Hertzberg gives a little history of the cellar-dwelling Washington Senators of old, and notes that in 1971, the Senators moved to the hyphen in Dallas-Fort Worth and became the Texas Rangers. But there's a significant error of omission, unusual in a magazine famous for its fact-checking: that wasn't the original Senators, but an expansion team created in 1961 that played in Washington for just ten years. The "real" Washington Senators had moved to Minnesota in 1960 and become the Twins.
[UPDATE: I originally said the team moved to Houston, which was an error. Where are my fact-checkers?]
There's a reason that's relevant: In 1978, Twins' owner Calvin Griffith told a Minnesota group why he moved the team there: "It was when we found out you only had 15,000 blacks here. ...We came here because you?ve got good, hardworking white people here."
So perhaps it is Malek, with his people-counting skills, who actually fits best in the ownership tradition of Washington baseball teams.
The ersatz Senators did not move to the Houston area, but rather to the Dallas area. They currently play in Arlington, a suburb between Dallas and Fort Worth, in a stadium that enriched George W. Bush through the magic of eminent domain. Somehow conservative critics of the Kelo decision never seem to mention this fact.
Posted by: Vadranor | 07/06/2005 at 01:22 PM
Not to exonerate Griffith, but the ellipsis in your quote removes an important piece. The whole quote is:
“I’ll tell you why we came to Minnesota. It was when we found out you only had 15,000 blacks here. Black people don’t go to ballgames, but they’ll fill up a rassling ring and put up such a chant it’ll scare you to death...We came here because you’ve got good, hardworking white people here."
Its still an offensive quote, but his point wasn't that black people are inferior or should be feared; it was that they didn't go to baseball games.
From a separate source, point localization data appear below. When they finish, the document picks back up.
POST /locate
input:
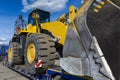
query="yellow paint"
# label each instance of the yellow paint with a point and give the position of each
(102, 2)
(10, 53)
(57, 28)
(96, 10)
(31, 53)
(98, 6)
(29, 29)
(72, 13)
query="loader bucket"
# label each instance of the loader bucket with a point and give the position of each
(94, 42)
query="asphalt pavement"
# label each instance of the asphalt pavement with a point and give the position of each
(8, 74)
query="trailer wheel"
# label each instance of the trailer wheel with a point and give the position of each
(39, 47)
(13, 54)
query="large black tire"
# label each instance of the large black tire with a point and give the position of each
(45, 51)
(15, 58)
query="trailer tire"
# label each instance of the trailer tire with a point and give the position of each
(39, 47)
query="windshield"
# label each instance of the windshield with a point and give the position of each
(43, 16)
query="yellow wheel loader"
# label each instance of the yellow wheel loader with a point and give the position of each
(89, 37)
(36, 41)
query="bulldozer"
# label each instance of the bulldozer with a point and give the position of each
(85, 38)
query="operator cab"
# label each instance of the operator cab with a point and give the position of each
(38, 15)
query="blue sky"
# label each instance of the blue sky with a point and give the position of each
(10, 9)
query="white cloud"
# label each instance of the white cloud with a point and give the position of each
(48, 5)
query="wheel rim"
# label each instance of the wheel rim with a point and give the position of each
(31, 53)
(10, 54)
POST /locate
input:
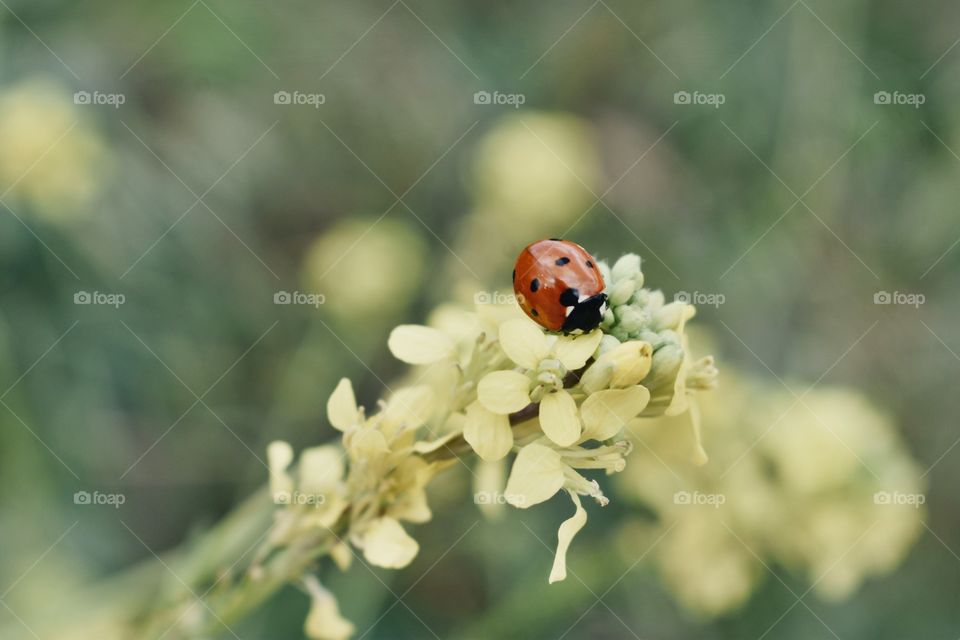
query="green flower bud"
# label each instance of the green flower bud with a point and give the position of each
(670, 316)
(607, 343)
(664, 368)
(626, 267)
(621, 292)
(632, 319)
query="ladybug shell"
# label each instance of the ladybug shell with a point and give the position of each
(551, 278)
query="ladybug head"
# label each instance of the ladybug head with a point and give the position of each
(586, 315)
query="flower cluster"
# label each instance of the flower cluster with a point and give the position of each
(492, 381)
(820, 485)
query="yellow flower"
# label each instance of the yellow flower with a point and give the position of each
(547, 361)
(367, 269)
(49, 158)
(324, 621)
(386, 544)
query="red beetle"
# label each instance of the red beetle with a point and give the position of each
(559, 286)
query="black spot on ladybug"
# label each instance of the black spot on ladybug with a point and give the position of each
(569, 297)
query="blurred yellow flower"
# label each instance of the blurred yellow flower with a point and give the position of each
(366, 269)
(50, 160)
(822, 486)
(537, 168)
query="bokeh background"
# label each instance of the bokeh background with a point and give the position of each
(149, 166)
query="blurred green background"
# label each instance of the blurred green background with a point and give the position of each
(194, 160)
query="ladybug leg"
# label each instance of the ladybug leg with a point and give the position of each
(586, 314)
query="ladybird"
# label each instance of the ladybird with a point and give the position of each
(559, 286)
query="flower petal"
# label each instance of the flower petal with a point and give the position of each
(605, 412)
(324, 621)
(342, 409)
(321, 468)
(416, 344)
(537, 474)
(367, 444)
(568, 529)
(488, 433)
(387, 545)
(524, 342)
(279, 457)
(504, 391)
(559, 419)
(409, 407)
(574, 351)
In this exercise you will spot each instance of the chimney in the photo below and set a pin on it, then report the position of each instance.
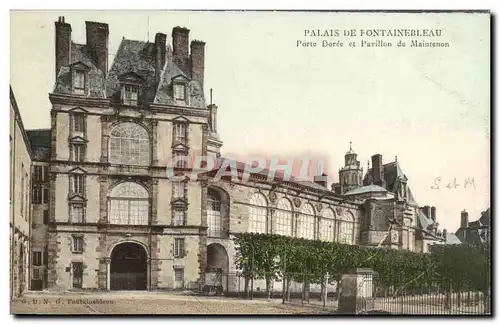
(464, 222)
(378, 170)
(63, 44)
(160, 51)
(322, 180)
(212, 108)
(198, 61)
(180, 40)
(97, 44)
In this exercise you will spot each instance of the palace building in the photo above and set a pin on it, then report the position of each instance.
(106, 216)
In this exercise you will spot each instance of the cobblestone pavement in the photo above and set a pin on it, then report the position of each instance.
(148, 303)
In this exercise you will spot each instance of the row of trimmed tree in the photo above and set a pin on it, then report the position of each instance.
(270, 257)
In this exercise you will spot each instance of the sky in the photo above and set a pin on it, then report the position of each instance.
(430, 107)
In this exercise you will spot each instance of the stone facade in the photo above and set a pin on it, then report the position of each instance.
(157, 94)
(20, 206)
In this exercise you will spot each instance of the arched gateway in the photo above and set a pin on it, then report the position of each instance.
(128, 268)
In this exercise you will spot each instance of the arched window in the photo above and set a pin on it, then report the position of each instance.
(129, 144)
(128, 204)
(305, 226)
(258, 214)
(214, 218)
(283, 219)
(345, 226)
(327, 226)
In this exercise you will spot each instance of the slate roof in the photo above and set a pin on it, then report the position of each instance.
(40, 142)
(279, 175)
(170, 71)
(392, 171)
(476, 231)
(424, 220)
(366, 189)
(79, 53)
(452, 239)
(136, 57)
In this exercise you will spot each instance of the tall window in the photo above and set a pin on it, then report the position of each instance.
(78, 123)
(23, 190)
(37, 258)
(46, 195)
(179, 216)
(179, 161)
(77, 213)
(38, 173)
(345, 225)
(214, 217)
(180, 91)
(78, 184)
(258, 214)
(37, 194)
(179, 250)
(180, 133)
(77, 244)
(283, 219)
(305, 226)
(327, 226)
(129, 204)
(77, 271)
(78, 152)
(129, 144)
(79, 82)
(179, 190)
(130, 95)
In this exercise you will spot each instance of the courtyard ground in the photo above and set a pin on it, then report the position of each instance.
(148, 303)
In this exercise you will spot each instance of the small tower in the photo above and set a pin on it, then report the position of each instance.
(351, 175)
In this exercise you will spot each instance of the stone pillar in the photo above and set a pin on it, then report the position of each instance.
(104, 139)
(154, 202)
(357, 291)
(154, 142)
(103, 201)
(103, 273)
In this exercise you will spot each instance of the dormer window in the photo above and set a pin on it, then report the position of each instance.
(180, 91)
(180, 132)
(78, 124)
(79, 82)
(79, 76)
(130, 93)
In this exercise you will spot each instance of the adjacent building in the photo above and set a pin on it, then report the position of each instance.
(20, 207)
(106, 215)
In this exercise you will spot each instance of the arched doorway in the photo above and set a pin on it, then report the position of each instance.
(128, 268)
(217, 266)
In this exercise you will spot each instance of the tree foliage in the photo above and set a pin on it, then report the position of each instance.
(270, 256)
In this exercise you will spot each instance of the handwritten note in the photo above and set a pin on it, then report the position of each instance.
(466, 183)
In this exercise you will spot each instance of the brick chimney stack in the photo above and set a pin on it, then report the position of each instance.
(212, 119)
(464, 221)
(433, 214)
(322, 180)
(378, 170)
(180, 40)
(160, 51)
(63, 44)
(198, 61)
(97, 44)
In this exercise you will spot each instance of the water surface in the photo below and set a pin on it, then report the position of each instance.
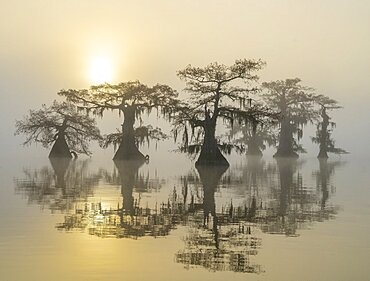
(260, 219)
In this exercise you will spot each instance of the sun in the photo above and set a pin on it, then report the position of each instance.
(101, 70)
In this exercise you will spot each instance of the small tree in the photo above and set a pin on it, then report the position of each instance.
(325, 127)
(62, 125)
(257, 132)
(214, 95)
(131, 99)
(296, 106)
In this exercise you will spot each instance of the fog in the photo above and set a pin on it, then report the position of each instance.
(47, 46)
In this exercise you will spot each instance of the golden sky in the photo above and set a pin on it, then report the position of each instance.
(49, 45)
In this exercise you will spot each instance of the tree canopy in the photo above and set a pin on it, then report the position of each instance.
(130, 99)
(61, 124)
(216, 91)
(324, 127)
(295, 103)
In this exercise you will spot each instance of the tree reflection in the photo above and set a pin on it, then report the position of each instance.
(225, 212)
(129, 219)
(218, 241)
(59, 187)
(324, 184)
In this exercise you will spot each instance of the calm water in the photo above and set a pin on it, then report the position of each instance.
(261, 219)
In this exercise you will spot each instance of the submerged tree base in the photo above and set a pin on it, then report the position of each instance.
(60, 149)
(322, 155)
(125, 152)
(290, 154)
(212, 159)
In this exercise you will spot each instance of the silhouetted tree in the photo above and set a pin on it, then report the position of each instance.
(324, 181)
(61, 124)
(215, 94)
(60, 186)
(131, 99)
(325, 127)
(256, 134)
(296, 106)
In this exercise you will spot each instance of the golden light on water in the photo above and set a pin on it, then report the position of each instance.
(101, 70)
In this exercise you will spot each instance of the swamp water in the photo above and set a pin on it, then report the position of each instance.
(260, 219)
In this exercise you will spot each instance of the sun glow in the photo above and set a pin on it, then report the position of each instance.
(101, 70)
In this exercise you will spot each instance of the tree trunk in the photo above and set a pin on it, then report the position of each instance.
(127, 149)
(324, 181)
(128, 173)
(210, 154)
(324, 135)
(285, 148)
(286, 169)
(60, 148)
(253, 148)
(60, 166)
(210, 177)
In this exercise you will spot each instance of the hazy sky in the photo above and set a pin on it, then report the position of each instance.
(50, 45)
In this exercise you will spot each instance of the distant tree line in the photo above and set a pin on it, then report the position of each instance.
(254, 114)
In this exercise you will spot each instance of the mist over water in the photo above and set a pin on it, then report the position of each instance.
(259, 219)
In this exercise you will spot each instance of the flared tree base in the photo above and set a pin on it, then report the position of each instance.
(290, 154)
(60, 149)
(130, 153)
(212, 159)
(323, 155)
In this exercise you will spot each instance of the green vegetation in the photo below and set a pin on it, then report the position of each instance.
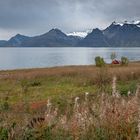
(113, 56)
(81, 102)
(99, 61)
(124, 60)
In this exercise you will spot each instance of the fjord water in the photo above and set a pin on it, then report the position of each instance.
(20, 58)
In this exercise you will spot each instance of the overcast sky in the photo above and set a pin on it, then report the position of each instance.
(34, 17)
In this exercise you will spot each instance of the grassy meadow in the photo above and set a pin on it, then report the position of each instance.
(71, 103)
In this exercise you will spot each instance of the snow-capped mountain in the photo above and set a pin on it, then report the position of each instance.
(81, 34)
(137, 22)
(118, 34)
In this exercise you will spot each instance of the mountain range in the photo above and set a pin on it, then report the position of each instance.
(124, 34)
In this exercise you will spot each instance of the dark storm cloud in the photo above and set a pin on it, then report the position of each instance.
(38, 16)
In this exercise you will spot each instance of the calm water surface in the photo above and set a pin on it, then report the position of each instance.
(18, 58)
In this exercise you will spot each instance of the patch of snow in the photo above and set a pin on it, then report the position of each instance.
(80, 34)
(127, 22)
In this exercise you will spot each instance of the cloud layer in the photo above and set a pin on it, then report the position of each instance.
(32, 17)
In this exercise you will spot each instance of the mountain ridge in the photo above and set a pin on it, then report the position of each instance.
(123, 34)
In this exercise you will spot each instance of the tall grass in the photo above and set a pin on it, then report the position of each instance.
(89, 117)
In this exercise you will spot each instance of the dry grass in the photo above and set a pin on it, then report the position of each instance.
(99, 115)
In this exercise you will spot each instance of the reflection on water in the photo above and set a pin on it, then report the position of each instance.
(17, 58)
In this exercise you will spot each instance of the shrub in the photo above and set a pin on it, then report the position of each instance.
(113, 56)
(99, 61)
(124, 60)
(35, 83)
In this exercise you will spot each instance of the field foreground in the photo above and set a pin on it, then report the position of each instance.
(71, 103)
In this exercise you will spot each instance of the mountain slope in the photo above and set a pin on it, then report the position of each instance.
(54, 38)
(126, 35)
(94, 39)
(16, 41)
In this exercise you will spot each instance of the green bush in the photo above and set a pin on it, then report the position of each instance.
(125, 88)
(99, 61)
(124, 60)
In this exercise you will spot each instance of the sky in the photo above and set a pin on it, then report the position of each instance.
(35, 17)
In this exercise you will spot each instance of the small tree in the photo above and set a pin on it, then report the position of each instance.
(124, 60)
(99, 61)
(113, 56)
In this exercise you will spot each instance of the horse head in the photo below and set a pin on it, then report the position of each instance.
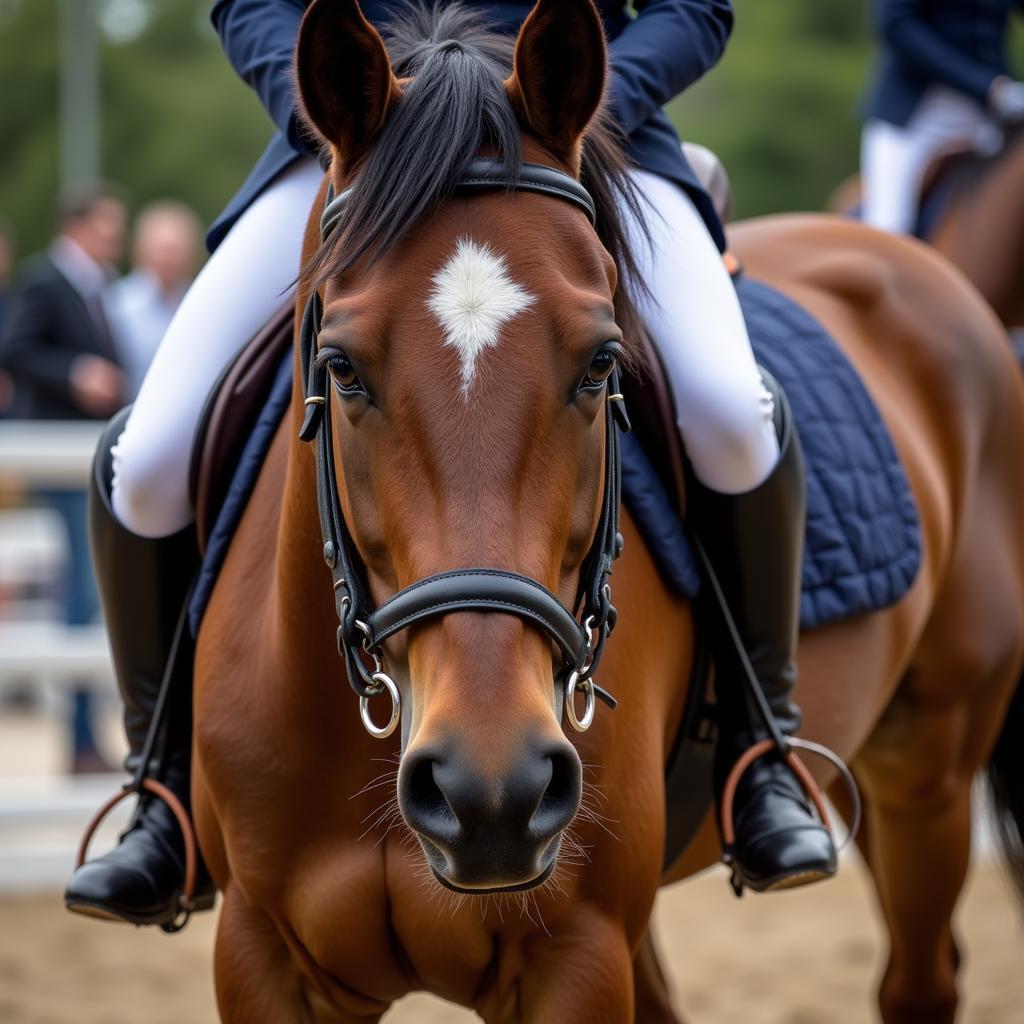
(469, 371)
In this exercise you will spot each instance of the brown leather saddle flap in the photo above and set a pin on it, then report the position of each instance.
(231, 408)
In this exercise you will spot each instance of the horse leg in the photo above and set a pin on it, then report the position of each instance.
(256, 977)
(253, 971)
(921, 845)
(919, 769)
(651, 998)
(581, 974)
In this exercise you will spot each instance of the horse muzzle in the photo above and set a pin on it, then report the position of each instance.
(483, 832)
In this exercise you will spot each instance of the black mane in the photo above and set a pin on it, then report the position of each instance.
(455, 107)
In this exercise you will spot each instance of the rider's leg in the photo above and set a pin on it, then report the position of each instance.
(143, 548)
(892, 167)
(749, 512)
(896, 159)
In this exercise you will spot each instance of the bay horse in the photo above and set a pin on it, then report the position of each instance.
(484, 862)
(981, 225)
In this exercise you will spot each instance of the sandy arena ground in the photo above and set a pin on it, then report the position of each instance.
(806, 957)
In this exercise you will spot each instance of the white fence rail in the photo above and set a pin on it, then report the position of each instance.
(41, 817)
(36, 455)
(44, 454)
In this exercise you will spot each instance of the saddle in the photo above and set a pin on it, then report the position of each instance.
(230, 411)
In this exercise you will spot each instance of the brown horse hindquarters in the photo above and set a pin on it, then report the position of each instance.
(920, 689)
(983, 233)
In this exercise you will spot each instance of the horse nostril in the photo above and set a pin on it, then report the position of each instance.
(423, 802)
(560, 801)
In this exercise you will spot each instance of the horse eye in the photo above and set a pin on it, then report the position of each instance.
(600, 370)
(343, 374)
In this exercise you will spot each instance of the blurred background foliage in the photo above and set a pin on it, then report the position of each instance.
(780, 110)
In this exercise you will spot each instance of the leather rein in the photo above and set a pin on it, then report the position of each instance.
(580, 636)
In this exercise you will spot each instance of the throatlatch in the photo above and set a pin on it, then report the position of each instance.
(363, 630)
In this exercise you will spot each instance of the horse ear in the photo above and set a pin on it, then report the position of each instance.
(344, 75)
(558, 73)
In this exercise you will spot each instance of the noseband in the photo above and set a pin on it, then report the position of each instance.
(363, 629)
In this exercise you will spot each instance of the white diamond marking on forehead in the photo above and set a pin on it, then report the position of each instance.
(473, 298)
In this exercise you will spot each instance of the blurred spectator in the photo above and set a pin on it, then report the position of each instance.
(57, 347)
(165, 256)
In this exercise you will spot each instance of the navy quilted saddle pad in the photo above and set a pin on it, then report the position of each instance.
(863, 543)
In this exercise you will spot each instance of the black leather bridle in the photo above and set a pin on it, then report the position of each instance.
(363, 629)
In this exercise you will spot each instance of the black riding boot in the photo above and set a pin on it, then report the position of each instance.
(143, 585)
(755, 543)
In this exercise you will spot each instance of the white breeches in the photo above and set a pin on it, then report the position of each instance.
(894, 160)
(244, 283)
(725, 413)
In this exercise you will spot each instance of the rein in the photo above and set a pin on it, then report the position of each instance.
(580, 635)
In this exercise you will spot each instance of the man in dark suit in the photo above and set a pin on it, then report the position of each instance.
(55, 342)
(57, 349)
(943, 83)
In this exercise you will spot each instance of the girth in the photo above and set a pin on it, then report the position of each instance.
(579, 635)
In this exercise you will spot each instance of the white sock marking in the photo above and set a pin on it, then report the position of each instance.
(473, 297)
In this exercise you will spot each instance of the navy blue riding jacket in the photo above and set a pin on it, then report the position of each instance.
(957, 43)
(654, 56)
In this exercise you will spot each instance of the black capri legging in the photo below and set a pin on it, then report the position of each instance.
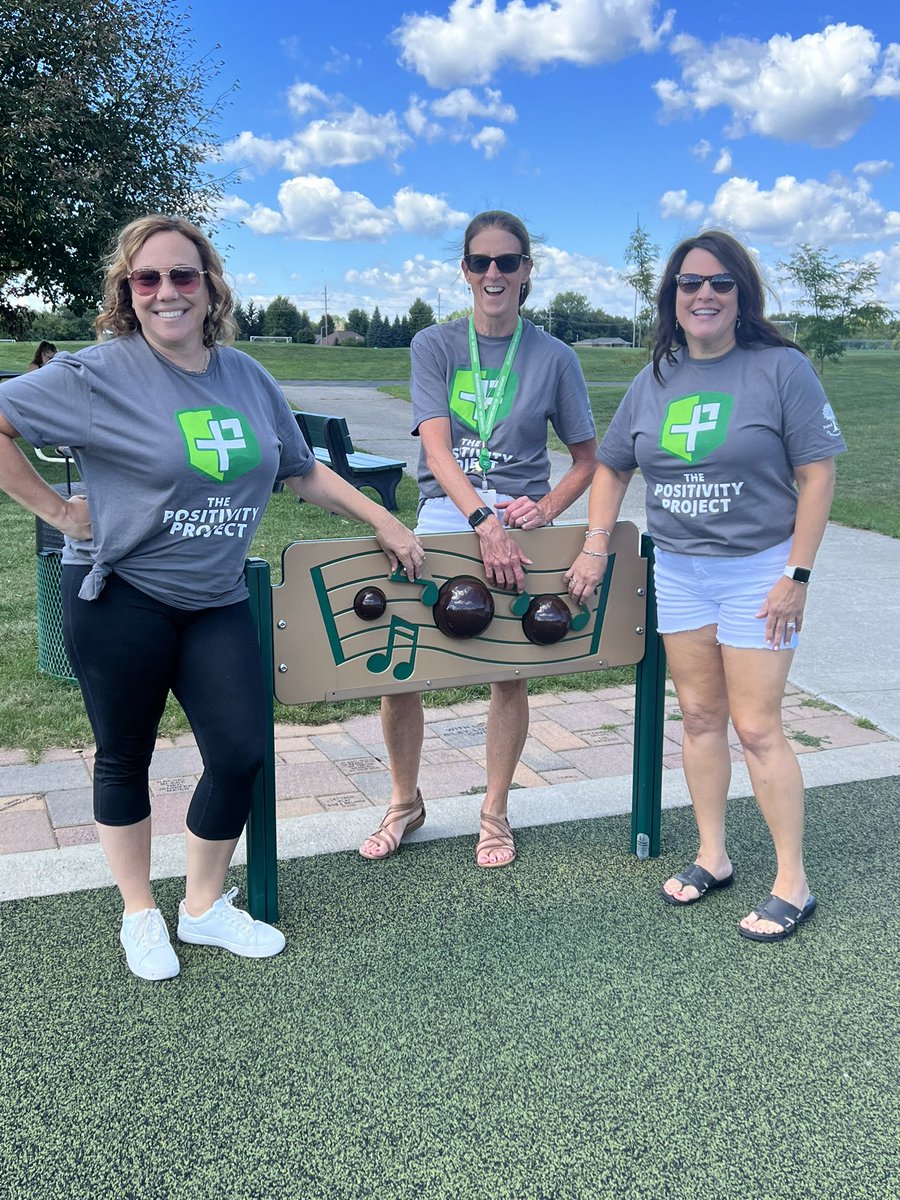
(129, 651)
Maybe this quote illustrates one of the reasons blacks didn't go to baseball games, Griffith's ignorance, but Griffith left because he felt one of the most populous races in the District didn't like baseball. The relocation of next franchise a mere 11 years later shows that the DC market wasn't the best for baseball even if Griffith's perceived reason is a little ignorant.
Posted by: Zach | 07/06/2005 at 05:19 PM
Hertzberg also neglects to mention that Soros is Jewish and has been the target of barely disguised anti-Semitic attacks. So the Repubs are threatening reprisals against MLB if a Jew is allowed to beat out an anti-Semite for ownership of the Nats.
And you wonder why Jews keep on voting Democratic--
Posted by: JR | 07/08/2005 at 01:06 AM
Anyhow, the New Yorker does have fact checkers. All Conde Nast magazines do -- you can't even imagien what the magazine would look like with out them!
Don't diss the fact checkers for letting one slip, diss the reporter.